Every morning, as I sat at my desk adjusting to the my descent into
the deep, when I looked at the writers’ names on the articles
lists, and saw where they were emailing the articles from,
California, Utah, Florida, Mexico, Italy – all the car and racing
hotspots – my lethargy would be suddenly spiced up with a simmering
envy and bitter depression. Just the term “freelance” made me
envious, made me feel like I was in the wrong career bound to my
desk as I scanned articles for mistakes. I would often sit back in
my grey-blue, plastic, swivel chair and swivel 180 degrees to stare
out the large window I had in my office (thank God) that overlooked
downtown, at these times of lethargy/envy/depression, and I’d think
about these writers, the Free Lancers.
Getting paid to do what
the hell they liked… I would ponder this freedom they enjoyed
during those long, grey days in my office, as I slowly swiveled
myself back and forth in my grey-blue, plastic, office swivel
chair.
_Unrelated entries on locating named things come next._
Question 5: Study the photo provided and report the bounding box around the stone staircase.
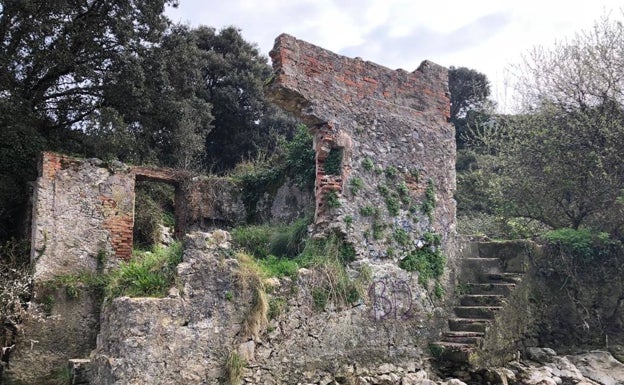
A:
[431,242,528,367]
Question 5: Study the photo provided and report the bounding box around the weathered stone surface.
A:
[269,35,455,260]
[567,350,624,385]
[86,231,435,385]
[526,347,557,364]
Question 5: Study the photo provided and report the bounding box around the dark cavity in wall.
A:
[133,177,176,249]
[323,147,343,175]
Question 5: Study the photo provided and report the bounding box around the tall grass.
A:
[106,241,182,298]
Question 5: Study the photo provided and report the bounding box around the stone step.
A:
[463,282,516,296]
[429,341,476,363]
[442,331,485,346]
[482,273,523,284]
[460,258,503,281]
[459,294,505,306]
[455,306,502,319]
[448,318,492,333]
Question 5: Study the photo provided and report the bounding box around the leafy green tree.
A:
[492,18,624,237]
[87,26,213,169]
[193,27,296,171]
[449,66,494,148]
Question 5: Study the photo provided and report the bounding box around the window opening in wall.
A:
[133,180,175,250]
[323,147,343,175]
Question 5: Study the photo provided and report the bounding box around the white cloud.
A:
[169,0,622,109]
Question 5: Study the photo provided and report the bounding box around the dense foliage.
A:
[0,0,296,242]
[458,18,624,237]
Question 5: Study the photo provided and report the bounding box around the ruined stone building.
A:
[9,35,464,385]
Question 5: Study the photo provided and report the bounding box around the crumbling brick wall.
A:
[269,34,455,259]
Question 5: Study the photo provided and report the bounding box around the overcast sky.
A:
[167,0,623,109]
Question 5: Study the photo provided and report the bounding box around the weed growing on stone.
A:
[377,184,390,197]
[392,227,410,247]
[236,253,269,338]
[344,215,353,229]
[231,218,310,259]
[325,190,341,209]
[349,177,364,194]
[362,157,375,171]
[386,195,401,217]
[258,255,299,280]
[323,147,343,175]
[225,352,247,385]
[267,297,288,319]
[384,166,399,179]
[399,245,446,285]
[360,205,376,217]
[106,241,182,298]
[420,179,436,222]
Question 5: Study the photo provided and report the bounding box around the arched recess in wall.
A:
[132,169,182,248]
[313,123,352,222]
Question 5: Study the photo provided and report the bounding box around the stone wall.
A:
[268,35,455,260]
[91,230,438,385]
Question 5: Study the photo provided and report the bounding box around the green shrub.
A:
[349,177,364,194]
[344,215,353,229]
[230,225,275,258]
[362,157,375,171]
[230,217,310,259]
[312,287,329,310]
[423,232,442,247]
[225,352,247,385]
[410,168,420,182]
[325,190,340,209]
[385,166,399,179]
[360,205,377,217]
[386,195,401,217]
[373,221,386,241]
[377,184,390,197]
[235,156,286,222]
[392,227,410,246]
[133,181,175,246]
[397,182,409,197]
[420,179,436,221]
[259,255,299,280]
[544,228,612,262]
[399,246,446,285]
[106,242,182,298]
[267,297,288,319]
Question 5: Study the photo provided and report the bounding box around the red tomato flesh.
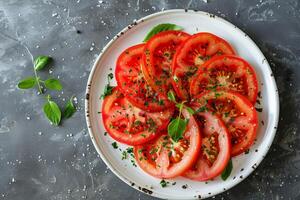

There were so many window-watching mornings and afternoons
that I remember being embarrassingly caught a few times gazing out
into the distance.
And not just them, I had
always been talented enough at guitar and piano to be in and out of
bands over years, mostly in my college days, as I mentioned. And
some of the guys I played with had never given up their dream, and
were still struggling to make it in the music business,
uncompromising, putting all their eggs in that one basket – even if
it meant teaching guitar at some rinky-dink guitar shop, or waiting
tables, or driving a brown UPS truck around.
One of them I knew had
recently chucked it all up and moved penniless to Austin, and was
still playing weekly open mikes – for nothing. Yet another has just
went to Nashville, and started working during the day as a painter
– of houses, not canvases. But he was still nobly, un-deviated from
the path of his dreams. In fact both of these friends of mine were
suffering but could suffer proudly, with dignity.
I had certainly
“deviated”
at bit, I realized as I sat
swiveled over to my window view on grey mornings. Every day in my
little office was becoming a wasted, blank day.
So I would lose focus and
drift, down into the deep sea depths, adjusting to the pressure and
change, to make it through the day. Staring out the window helped…
watching the distant cars speeding down the highway cutting through
the city, and looking farther past the city, farther out into the
rolling green hills north of the skyline. I longed to be out of
that building, past those tall city buildings, and into the distant
light-blue forested hills, lost, wild, and….
SMACK
! Linda, my managing editor, tossed a stack of papers on my
desk with a loud and exaggerated sigh. Linda must have weighed
about 400-pounds back then, with the blotchy red face and squinting
eyes of a morbidly obese woman. She was a big, flabby mess; and she
would often savagely intrude my daydreams at just the worst
moments, routinely giving me a horrible shock to my
system.
This particular morning,
she was at this moment pointing at our magazine’s last edition that
was on the top of the stack on my desk. “Will,” she said,
“you
certainly
missed a few things in the
last
edition that John wants me to
point out to you – and he’s
pissed
!” Linda had a strange way of
talking in that she would emphasize certain words at odd times,
which made her sound like she was always saying something crucially
important.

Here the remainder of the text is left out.